Commissioner Kadis, in a written answer on 29 June 2026, signalled that the European Commission may propose new rules to close gaps in origin labelling for fishery products and highlighted that the EU has, for the first time, proposed sanctions on Russian fisheries imports. The answer responds to a priority question from Sofie Eriksson (S&D) submitted on 13 May 2026, who raised concerns that EU seafood imports may hide Russian links, undermining sanctions enforcement and consumer transparency.
Kadis stated that the Commission's evaluation of the Common Fisheries Policy regulation identified gaps in mandatory labelling: processed products are not covered, and origin information can be hard to interpret. He said the Commission will analyse these findings before potentially proposing regulatory measures to improve transparency.

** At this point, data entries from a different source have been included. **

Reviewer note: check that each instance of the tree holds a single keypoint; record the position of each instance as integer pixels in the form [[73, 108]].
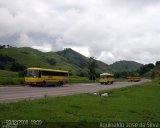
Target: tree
[[92, 65]]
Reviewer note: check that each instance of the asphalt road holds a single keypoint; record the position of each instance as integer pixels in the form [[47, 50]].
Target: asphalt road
[[12, 94]]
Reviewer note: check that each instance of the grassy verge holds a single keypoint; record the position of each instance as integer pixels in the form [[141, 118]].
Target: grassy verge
[[77, 79], [133, 104]]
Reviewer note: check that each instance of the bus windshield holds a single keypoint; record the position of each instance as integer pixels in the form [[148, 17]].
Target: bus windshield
[[32, 73]]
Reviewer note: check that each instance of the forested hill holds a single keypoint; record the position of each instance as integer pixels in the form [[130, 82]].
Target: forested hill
[[16, 59], [81, 61]]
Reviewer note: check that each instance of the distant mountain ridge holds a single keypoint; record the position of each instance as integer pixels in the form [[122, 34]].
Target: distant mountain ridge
[[66, 59]]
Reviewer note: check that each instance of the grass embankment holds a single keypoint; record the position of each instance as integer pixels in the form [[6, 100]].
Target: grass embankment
[[136, 103]]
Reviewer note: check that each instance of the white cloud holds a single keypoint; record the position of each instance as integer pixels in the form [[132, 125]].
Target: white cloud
[[109, 30]]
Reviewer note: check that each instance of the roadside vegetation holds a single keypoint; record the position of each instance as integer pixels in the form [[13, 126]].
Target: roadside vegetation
[[138, 103]]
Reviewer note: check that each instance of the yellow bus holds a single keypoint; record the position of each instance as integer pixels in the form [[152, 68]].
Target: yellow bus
[[133, 79], [44, 77], [106, 78]]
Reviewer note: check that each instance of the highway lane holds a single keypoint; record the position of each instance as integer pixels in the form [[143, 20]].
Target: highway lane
[[12, 94]]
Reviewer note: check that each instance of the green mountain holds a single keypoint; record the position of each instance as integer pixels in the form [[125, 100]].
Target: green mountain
[[155, 72], [66, 59], [33, 58], [125, 65]]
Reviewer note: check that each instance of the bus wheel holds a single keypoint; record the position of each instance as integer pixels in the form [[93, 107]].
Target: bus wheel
[[60, 83], [43, 84], [106, 83]]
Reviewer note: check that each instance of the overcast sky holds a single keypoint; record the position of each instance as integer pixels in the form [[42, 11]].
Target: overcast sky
[[109, 30]]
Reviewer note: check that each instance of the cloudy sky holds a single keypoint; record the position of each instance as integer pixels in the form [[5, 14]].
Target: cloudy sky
[[109, 30]]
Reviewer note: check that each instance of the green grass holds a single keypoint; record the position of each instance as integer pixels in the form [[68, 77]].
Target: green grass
[[5, 73], [136, 103]]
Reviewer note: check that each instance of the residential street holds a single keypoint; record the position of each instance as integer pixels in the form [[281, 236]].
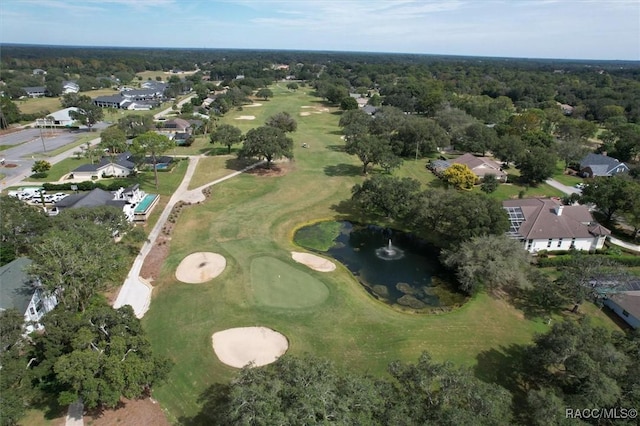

He also noted that the EU CATCH digital certification scheme now requires the flag State of the catching vessel to validate catch certificates for every import, making this information digitally available to the Commission.
On sanctions, Kadis confirmed that the EU has adopted far-reaching trade restrictions on Russia, and that for the first time, the High Representative and the Commission proposed in the 21st sanctions package import measures on fisheries products not previously targeted. However, any extension of import measures to fisheries requires unanimous adoption by the Council. The answer thus points to a policy direction of tightening both consumer information and enforcement, but leaves concrete legislative proposals and final sanctions decisions to future steps.